Closure of Select U.S. Stores Additional 900 Layoffs Following 1,100 Earlier This Year Global Sales Decline for Sixth Consecutive QuarterPhoto=Starbucks
Starbucks is embarking on sweeping restructuring measures, including store closures across North America and the layoff of 900 employees. The initiative seeks both a turnaround in sales and a recalibration of cost structures, but with consumer re-engagement hampered by elevated pricing and performance recovery still elusive, doubts linger over whether the move will amount to more than a cost-cutting exercise.
USD 1.4 Billion Reform Drive
On the 25th, Starbucks disclosed in a filing to the U.S. Securities and Exchange Commission (SEC) a restructuring program worth USD 1 billion. The plan calls for a reduction of about 1% of North American company-owned outlets during fiscal 2025, taking into account both new store openings and closures. Among the shuttered outlets will be the Reserve store inside Starbucks’ Seattle headquarters as well as the flagship Capitol Hill Reserve Roastery. As a result, the company’s North American store count is expected to fall from 18,734 at the end of June to roughly 18,200 by the end of September, a net decrease of around 500 outlets.
Starbucks will also dismiss approximately 900 non-retail employees on the 26th. Of the USD 1 billion restructuring budget, USD 150 million is earmarked for severance, termination packages, and outplacement programs, while the remaining USD 850 million is allocated to store closure costs.
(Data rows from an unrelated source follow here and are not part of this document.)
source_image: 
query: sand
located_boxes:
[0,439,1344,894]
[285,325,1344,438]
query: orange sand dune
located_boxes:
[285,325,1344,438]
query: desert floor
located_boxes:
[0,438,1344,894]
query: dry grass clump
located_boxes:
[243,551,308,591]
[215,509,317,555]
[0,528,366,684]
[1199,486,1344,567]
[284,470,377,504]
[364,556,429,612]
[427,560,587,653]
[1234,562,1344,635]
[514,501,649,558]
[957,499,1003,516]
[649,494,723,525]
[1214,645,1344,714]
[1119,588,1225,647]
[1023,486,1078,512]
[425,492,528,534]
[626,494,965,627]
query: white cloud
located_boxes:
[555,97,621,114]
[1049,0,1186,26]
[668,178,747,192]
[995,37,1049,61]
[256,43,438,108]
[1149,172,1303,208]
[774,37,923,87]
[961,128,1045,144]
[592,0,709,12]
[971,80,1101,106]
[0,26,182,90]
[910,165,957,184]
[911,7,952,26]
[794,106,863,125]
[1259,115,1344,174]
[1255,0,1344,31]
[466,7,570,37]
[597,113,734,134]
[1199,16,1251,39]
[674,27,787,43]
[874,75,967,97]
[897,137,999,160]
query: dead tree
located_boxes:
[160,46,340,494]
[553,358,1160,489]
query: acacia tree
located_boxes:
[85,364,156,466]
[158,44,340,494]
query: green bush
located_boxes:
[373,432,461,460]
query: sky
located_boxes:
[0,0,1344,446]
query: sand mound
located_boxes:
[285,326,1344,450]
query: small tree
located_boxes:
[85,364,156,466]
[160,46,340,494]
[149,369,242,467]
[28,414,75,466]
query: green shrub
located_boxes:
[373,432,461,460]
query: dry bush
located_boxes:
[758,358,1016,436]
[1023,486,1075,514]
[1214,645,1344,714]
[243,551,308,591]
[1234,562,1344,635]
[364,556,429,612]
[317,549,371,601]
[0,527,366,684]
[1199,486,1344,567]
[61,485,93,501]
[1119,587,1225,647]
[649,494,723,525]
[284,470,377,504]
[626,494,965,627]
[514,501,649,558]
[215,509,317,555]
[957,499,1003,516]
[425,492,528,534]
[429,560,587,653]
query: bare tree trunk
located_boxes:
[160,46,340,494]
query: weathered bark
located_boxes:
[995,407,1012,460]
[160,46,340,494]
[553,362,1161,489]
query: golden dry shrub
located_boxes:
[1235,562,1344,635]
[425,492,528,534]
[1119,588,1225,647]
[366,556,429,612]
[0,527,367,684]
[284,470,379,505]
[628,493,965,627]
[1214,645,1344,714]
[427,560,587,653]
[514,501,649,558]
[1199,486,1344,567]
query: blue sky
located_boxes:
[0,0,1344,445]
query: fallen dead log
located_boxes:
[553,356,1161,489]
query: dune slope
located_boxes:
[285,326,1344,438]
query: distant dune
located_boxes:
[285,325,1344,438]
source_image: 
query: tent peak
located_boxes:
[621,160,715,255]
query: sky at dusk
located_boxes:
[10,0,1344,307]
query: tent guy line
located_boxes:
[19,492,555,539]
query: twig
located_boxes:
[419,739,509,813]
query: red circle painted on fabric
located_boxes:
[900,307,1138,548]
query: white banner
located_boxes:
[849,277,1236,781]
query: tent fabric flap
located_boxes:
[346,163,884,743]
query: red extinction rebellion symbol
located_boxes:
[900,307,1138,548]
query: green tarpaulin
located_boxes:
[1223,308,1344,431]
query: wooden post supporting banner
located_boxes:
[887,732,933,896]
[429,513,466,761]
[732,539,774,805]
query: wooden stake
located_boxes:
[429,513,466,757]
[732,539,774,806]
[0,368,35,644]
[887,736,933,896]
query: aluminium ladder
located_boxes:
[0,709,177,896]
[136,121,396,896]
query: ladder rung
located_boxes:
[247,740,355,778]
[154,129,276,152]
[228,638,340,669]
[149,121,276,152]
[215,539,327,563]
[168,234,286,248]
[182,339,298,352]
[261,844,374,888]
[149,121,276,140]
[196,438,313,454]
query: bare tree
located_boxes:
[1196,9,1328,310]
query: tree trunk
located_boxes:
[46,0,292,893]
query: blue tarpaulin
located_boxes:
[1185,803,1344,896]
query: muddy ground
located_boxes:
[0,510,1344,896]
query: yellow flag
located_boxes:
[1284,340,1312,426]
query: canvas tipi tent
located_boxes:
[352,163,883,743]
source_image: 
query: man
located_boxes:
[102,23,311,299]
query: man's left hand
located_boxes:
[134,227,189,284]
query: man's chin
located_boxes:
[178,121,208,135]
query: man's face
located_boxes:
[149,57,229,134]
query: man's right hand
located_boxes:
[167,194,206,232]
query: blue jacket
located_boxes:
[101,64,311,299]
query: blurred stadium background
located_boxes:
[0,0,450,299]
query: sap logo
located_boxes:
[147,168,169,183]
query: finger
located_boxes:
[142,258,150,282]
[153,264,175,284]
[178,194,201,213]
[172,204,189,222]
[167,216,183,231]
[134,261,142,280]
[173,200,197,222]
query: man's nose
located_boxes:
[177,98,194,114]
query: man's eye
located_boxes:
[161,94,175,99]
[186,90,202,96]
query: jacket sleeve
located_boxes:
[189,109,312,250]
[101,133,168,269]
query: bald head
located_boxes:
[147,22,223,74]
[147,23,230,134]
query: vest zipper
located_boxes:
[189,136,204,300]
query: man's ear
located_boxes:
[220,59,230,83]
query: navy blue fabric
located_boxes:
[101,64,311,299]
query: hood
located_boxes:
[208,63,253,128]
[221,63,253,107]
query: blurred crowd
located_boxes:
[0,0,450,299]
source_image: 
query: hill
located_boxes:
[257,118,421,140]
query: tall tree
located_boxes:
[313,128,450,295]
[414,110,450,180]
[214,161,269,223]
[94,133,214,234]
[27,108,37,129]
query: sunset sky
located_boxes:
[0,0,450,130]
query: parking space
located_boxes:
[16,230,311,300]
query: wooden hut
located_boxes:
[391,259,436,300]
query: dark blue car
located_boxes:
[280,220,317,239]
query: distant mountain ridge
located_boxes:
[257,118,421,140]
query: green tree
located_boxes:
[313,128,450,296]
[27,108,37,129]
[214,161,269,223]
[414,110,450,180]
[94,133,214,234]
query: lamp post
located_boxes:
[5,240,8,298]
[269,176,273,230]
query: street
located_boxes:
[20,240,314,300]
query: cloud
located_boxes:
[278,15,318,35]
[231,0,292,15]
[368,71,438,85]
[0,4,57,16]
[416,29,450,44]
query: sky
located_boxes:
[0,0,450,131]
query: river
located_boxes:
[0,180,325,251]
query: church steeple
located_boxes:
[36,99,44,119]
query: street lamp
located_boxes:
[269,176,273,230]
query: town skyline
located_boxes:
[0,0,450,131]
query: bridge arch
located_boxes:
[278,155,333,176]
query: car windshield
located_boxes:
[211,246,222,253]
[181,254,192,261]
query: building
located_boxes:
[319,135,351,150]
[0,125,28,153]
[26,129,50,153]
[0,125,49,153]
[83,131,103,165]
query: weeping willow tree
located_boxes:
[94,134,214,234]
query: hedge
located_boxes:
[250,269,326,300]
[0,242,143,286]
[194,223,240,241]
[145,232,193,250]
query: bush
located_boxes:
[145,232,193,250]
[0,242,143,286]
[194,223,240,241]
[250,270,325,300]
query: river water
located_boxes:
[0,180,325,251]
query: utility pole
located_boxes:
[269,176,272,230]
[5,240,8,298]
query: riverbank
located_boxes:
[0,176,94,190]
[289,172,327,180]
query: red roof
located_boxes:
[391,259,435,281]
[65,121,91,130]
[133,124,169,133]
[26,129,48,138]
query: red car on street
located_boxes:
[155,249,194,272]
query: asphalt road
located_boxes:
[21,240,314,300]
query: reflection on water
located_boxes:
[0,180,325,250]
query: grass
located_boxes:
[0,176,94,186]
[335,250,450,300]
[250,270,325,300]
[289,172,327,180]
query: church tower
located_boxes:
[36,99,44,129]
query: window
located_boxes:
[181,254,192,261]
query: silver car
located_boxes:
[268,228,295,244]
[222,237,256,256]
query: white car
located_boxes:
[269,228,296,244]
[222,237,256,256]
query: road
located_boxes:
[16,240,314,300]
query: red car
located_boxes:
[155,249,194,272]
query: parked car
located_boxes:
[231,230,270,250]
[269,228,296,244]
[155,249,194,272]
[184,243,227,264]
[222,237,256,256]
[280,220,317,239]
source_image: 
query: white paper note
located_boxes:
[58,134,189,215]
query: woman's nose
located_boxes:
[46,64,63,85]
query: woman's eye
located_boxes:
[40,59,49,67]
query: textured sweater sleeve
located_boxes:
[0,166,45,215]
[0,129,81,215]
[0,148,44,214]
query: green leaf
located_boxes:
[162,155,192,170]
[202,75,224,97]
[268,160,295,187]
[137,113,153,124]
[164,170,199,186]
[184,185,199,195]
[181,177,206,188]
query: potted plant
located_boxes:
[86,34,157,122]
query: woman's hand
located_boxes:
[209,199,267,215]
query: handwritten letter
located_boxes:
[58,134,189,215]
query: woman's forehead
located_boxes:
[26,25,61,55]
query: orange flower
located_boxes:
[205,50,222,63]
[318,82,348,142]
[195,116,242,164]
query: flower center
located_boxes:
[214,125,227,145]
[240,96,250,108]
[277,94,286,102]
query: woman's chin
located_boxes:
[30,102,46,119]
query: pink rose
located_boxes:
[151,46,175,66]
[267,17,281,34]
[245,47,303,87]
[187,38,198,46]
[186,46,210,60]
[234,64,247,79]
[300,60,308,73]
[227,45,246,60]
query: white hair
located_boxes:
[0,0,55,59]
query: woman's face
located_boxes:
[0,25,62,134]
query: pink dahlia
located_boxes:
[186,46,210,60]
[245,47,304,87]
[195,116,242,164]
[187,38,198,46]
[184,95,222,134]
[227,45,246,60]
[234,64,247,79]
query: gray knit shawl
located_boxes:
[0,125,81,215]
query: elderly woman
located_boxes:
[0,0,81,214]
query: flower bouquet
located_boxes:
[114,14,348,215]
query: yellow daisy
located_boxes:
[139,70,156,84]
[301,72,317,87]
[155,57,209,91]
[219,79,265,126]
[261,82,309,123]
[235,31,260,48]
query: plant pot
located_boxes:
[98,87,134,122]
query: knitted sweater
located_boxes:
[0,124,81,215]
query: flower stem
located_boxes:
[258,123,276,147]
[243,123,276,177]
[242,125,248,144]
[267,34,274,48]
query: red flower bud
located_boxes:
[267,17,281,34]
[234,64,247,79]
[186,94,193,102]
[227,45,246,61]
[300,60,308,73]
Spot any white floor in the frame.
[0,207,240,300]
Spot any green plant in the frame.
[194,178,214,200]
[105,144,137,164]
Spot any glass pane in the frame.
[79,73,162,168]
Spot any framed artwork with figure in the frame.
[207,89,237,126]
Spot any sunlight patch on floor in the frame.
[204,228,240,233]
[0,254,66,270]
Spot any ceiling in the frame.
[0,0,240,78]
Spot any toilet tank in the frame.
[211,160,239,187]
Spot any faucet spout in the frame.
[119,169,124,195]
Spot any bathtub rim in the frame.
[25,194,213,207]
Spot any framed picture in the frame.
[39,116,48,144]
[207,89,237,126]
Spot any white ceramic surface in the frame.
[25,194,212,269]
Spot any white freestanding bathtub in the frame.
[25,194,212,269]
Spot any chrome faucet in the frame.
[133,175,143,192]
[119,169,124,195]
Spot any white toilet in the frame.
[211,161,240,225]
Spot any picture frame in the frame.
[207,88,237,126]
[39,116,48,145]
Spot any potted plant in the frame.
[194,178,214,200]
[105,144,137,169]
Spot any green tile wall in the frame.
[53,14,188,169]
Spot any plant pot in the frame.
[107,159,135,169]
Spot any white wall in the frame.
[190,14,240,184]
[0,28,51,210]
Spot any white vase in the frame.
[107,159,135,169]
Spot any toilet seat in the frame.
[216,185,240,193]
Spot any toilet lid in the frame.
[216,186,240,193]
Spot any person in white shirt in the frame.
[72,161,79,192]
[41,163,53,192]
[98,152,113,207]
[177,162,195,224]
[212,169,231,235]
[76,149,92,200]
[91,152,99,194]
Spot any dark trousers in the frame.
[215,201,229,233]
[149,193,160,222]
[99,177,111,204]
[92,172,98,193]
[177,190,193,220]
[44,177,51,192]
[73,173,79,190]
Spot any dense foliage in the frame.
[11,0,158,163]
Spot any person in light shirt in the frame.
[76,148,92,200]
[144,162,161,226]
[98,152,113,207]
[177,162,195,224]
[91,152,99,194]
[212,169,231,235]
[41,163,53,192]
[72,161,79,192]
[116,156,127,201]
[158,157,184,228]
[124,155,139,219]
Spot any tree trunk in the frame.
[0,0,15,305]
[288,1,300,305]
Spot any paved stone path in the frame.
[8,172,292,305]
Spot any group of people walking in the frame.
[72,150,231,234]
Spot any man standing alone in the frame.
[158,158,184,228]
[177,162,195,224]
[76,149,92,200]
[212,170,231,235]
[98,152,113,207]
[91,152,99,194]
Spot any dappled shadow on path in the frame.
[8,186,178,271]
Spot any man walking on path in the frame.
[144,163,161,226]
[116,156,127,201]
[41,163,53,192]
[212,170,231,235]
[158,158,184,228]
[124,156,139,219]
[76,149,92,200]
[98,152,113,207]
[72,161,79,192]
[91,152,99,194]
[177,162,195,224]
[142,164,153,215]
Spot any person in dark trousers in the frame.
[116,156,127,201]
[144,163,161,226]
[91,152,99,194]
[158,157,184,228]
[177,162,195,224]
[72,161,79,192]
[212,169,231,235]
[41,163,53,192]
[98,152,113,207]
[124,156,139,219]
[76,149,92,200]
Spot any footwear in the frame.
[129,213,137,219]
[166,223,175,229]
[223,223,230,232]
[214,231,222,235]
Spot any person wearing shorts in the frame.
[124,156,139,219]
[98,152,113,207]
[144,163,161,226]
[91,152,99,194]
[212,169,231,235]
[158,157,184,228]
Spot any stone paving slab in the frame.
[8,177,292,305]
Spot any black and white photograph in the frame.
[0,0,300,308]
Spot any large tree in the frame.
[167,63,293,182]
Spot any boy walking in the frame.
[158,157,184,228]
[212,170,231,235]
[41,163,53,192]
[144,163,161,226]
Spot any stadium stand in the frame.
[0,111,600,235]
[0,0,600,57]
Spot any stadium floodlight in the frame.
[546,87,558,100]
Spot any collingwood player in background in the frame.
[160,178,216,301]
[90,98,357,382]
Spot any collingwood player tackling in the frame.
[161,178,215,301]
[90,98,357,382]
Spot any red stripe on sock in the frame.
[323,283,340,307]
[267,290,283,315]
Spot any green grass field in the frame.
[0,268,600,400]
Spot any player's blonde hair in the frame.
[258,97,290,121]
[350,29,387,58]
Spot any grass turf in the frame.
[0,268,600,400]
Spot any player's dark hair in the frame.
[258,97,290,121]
The company noted that a substantial portion of these expenses will be reflected in fiscal 2025. Starbucks intends to stabilize its North American store base at around 18,200 by the end of the fiscal year before resuming expansion in 2026. “We will invest closer to customers and coffeehouses to reverse the sales decline,” the company said.
In a letter to staff, CEO Brian Niccol stated, “Some stores cannot provide the environment expected by customers and partners, or are not financially sustainable. This restructuring is about amplifying what works and concentrating resources.” Baristas at closing outlets will be reassigned to nearby stores, though some will receive severance packages.
‘Back to Starbucks’ Project Heightens Employee Frustration
This marks the second major round of layoffs under Niccol, who became CEO in September 2024. Earlier this year, Starbucks cut 1,100 headquarters staff. His appointment had initially raised hopes of revival, given his track record at Chipotle Mexican Grill. When Niccol took over Chipotle in 2018, the company was grappling with weak quality controls and stagnant menus; under his leadership, annual revenue nearly doubled to almost USD 10 billion, with Chipotle continuing to outpace rivals in growth and profitability.
At Starbucks, Niccol launched the “Back to Starbucks” project aimed at drawing customers back. Initiatives included free plant-based milk substitutions for dairy drinks, the revival of the self-service bar offering milk and syrups, and efforts to recreate the traditional café atmosphere where patrons lingered over lattes. This encompassed reinstating the green apron dress code for baristas, handwritten customer names on cups, and store remodels for a cozier ambience.
Niccol also identified long wait times as a key driver of customer attrition, instructing baristas to deliver drinks within four minutes, akin to fast-food operations. Starbucks committed over USD 500 million to additional staffing and order optimization technology. However, promotional drinks often require complex preparation. “The Strawberry Matcha Strato Frappuccino this summer needed six ingredients and two blenders,” complained Brooke Allen, a California barista. “If that were the only order, sure, one minute. But that’s not reality.”
Baristas also voiced resentment over being compelled to write messages or draw on cups. According to the New York Times, failure to personalize every cup during rush hours now triggers disciplinary warnings. “If you say you don’t have time, the response is, ‘Do you want to keep working here or not?’” said Jasmine Relli, a Buffalo barista.
Price Hikes Deepen Customer Exodus
From the consumer’s perspective, soaring beverage prices remain the most formidable barrier. Starbucks has repeatedly raised prices to offset surging coffee bean costs from drought in key producing regions and the Trump administration’s imposition of a 50% tariff on Brazilian coffee. As prices climbed, customers retreated. Revenue Management Solutions data show store visits dropped roughly 7% in Q1.
Meanwhile, lower-cost rivals offering inventive drinks have multiplied. Arkansas-based 7 Brew Coffee and Nebraska’s Scooters Coffee are prominent examples. A drive-through chain in Oregon has doubled its stock price over the past year by selling customizable energy drinks, mirroring Starbucks’ personalization model. Substitutes are proliferating.
Ultimately, Niccol’s initiatives have thus far satisfied neither employees nor customers, and performance gains remain absent. In July, Starbucks reported that global same-store sales had fallen for six consecutive quarters. North American sales dipped 2%, slightly better than the market consensus of -2.5%. Yet while the restaurant and bar sector index rose 6.5% over the past year, Starbucks shares sank 13%.